Postcards From a Dying World
News, views, book reviews and commentary from the Science Fiction and Horror fiction underground. Home of the Wonderland award nominated author of Vegan Revolution...With Zombies and Boot Boys of the Wolf Reich.
Tuesday, June 23, 2015
Book Review:Yamada Monogatari: To Break the Demon Gate by Richard Parks
Yamada Monogatari: To Break the Demon Gate
by Richard Parks
Paperback, 288 pages
Published December 3rd 2014 by Prime Books
From the back cover: "Yamada no Goji is a minor nobleman of ancient Japan who has lost everything - except a single purpose: keep a promise to the woman he loved. In order to fulfill his vow, all he has to do is fight a horde of demons and monsters, bargain with a few ghosts, outwit the sinister schemers of the emperor's court, find a way to defeat an assassin who cannot be seen, heard, or touched - and change the course of history. Fortunately, Yamada specializes in achieving the seemingly impossible, so he is sure in some way to succeed...if he doesn't drink himself into oblivion first"
On the surface this book is exactly my cup of tea. A historical Asian dark fantasy novel that includes demons, ghosts and the mid evil Japanese imperial court. When I first read the back cover description I assumed this was a Samurai demon hunter but this is before even that time in Japan. As a fan of far east fantasy I picked this book up the moment I saw it on the shelf at a book store. I knew nothing about the author or the fact that this character had a book earlier. That book was a collection of stories and novellas, this is the first novel.
Yamada is an interesting character and in the history of supernatural investigator characters he fits right with a Japanese twist. Disgraced from the imperial court I like how he fits the mold of the character trope in the context of the setting. It is clear that Parks does his research and unlike many historical novels the details doesn't get in the way of the story, he doesn't geek out on details.

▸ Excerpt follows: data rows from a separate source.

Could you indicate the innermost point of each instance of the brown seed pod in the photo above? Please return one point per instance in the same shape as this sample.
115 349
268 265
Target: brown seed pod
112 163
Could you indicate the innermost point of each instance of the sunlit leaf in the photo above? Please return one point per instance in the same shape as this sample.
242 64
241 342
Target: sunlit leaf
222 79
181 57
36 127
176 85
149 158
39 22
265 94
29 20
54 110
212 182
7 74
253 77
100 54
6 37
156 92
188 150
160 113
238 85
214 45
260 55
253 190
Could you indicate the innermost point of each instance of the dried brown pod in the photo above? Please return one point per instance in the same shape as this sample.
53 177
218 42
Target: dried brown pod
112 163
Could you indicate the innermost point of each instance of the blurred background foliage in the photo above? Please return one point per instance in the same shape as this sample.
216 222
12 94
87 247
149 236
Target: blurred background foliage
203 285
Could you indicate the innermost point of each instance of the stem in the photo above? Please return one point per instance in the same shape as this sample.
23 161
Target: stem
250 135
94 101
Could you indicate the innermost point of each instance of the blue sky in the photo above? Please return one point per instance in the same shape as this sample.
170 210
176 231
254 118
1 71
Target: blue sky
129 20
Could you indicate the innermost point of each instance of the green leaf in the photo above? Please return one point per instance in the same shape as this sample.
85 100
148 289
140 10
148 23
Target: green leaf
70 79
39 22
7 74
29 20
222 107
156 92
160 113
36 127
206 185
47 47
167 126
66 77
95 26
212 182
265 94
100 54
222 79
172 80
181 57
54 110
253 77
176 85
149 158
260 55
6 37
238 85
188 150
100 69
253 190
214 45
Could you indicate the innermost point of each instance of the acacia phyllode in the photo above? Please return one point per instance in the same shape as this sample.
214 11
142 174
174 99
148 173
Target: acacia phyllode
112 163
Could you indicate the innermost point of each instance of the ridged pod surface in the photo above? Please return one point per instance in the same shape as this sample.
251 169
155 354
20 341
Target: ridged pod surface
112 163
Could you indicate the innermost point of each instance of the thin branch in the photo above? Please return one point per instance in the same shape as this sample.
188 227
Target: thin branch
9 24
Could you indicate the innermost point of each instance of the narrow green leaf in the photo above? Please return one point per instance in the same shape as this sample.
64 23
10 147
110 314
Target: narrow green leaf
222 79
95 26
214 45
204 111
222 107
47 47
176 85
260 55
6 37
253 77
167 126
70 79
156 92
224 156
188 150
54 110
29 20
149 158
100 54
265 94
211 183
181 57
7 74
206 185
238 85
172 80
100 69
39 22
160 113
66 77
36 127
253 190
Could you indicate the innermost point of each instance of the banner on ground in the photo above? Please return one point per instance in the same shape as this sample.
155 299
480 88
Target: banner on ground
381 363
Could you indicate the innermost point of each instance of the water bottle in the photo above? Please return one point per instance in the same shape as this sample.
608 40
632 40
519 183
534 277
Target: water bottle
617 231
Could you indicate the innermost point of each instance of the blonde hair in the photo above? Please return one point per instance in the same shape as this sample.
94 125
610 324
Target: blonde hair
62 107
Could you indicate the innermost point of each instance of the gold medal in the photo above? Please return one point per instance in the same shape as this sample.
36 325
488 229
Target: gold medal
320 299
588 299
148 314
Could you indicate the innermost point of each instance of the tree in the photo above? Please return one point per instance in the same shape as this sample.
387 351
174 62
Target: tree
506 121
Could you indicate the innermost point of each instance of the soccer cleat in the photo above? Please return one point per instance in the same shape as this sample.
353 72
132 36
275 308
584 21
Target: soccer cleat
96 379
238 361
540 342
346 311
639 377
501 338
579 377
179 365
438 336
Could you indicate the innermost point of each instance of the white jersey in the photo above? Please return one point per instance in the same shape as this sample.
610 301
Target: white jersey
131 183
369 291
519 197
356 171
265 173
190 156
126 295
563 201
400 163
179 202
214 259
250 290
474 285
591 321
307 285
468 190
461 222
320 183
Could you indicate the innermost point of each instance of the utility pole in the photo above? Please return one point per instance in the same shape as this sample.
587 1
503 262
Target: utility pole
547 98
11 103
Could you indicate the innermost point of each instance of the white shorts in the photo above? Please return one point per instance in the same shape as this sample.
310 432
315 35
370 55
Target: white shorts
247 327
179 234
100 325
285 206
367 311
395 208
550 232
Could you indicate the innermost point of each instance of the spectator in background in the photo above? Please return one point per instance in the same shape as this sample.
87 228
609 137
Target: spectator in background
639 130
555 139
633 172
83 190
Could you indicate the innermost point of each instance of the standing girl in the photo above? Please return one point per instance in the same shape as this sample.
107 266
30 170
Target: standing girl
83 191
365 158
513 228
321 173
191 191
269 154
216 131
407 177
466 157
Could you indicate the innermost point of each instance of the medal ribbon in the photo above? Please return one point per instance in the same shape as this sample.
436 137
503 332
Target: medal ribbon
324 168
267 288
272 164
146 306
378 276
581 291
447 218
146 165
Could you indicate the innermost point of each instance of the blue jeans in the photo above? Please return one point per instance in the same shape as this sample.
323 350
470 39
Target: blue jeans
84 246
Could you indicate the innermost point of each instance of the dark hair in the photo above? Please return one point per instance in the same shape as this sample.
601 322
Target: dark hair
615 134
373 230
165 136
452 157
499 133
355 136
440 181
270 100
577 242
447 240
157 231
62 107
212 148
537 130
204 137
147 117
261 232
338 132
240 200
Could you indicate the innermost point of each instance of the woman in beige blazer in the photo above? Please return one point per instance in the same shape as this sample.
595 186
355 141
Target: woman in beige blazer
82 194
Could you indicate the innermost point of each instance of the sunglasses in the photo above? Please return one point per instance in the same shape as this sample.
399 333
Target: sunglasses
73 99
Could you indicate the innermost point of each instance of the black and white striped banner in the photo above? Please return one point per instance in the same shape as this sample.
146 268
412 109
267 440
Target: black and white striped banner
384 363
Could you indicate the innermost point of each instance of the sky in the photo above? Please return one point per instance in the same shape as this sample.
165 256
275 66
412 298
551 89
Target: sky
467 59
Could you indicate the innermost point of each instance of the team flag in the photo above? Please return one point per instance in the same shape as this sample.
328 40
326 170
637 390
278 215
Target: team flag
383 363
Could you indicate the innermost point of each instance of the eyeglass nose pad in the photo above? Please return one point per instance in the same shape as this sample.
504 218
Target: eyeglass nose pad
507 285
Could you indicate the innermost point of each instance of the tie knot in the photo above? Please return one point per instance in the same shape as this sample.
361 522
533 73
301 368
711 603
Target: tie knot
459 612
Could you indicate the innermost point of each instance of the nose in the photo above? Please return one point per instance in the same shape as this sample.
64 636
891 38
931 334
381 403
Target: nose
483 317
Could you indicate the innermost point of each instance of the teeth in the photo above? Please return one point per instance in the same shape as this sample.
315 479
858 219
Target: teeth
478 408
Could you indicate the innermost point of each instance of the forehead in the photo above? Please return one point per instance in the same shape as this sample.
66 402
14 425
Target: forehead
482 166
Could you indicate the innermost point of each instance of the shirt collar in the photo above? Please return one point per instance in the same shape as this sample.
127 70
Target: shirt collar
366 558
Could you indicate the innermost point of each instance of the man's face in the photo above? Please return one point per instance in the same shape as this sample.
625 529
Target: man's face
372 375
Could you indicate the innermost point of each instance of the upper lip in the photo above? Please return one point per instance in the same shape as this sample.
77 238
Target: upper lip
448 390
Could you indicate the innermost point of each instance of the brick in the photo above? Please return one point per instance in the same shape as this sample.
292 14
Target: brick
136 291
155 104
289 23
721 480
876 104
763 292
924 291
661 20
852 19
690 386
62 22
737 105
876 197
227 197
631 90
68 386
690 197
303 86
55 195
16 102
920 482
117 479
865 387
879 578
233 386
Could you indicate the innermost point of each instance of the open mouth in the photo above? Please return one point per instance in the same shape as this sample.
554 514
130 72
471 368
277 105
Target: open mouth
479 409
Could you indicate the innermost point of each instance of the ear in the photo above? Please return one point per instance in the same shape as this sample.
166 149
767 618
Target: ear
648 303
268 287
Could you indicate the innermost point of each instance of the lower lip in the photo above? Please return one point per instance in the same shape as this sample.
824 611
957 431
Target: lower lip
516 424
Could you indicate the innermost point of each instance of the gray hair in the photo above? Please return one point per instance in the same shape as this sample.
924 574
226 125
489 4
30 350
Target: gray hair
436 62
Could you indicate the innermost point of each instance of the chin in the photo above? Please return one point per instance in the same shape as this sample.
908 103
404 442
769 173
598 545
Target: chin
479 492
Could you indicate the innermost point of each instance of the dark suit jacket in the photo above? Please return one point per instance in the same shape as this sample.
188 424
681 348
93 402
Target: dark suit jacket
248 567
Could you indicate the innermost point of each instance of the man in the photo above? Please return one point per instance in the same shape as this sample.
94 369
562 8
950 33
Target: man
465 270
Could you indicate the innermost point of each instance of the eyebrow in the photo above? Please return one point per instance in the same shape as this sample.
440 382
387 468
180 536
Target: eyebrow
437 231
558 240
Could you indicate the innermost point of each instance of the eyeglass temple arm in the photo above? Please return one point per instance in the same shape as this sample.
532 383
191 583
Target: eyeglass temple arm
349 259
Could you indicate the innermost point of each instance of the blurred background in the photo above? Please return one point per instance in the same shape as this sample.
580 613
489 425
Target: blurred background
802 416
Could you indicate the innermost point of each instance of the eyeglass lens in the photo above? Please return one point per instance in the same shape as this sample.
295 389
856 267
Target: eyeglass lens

If there is a main fault with this novel is that it doesn't always feel like a consistent story to me. Something didn't flow, I am not sure what it was. I found my mind wondering when I was reading it at times. Most times I found moments engaging. I wanted to feel like I was reading a book cousin to the Zatohchi movies and shows, like the feeling of classic samurai movie. Some feeling that wasn't there. Perhaps that is user error.
It wasn't a bad novel, I liked it just didn't fall in love with it like I had hoped. None the less I will go back and read the other stories about Yamada at some point.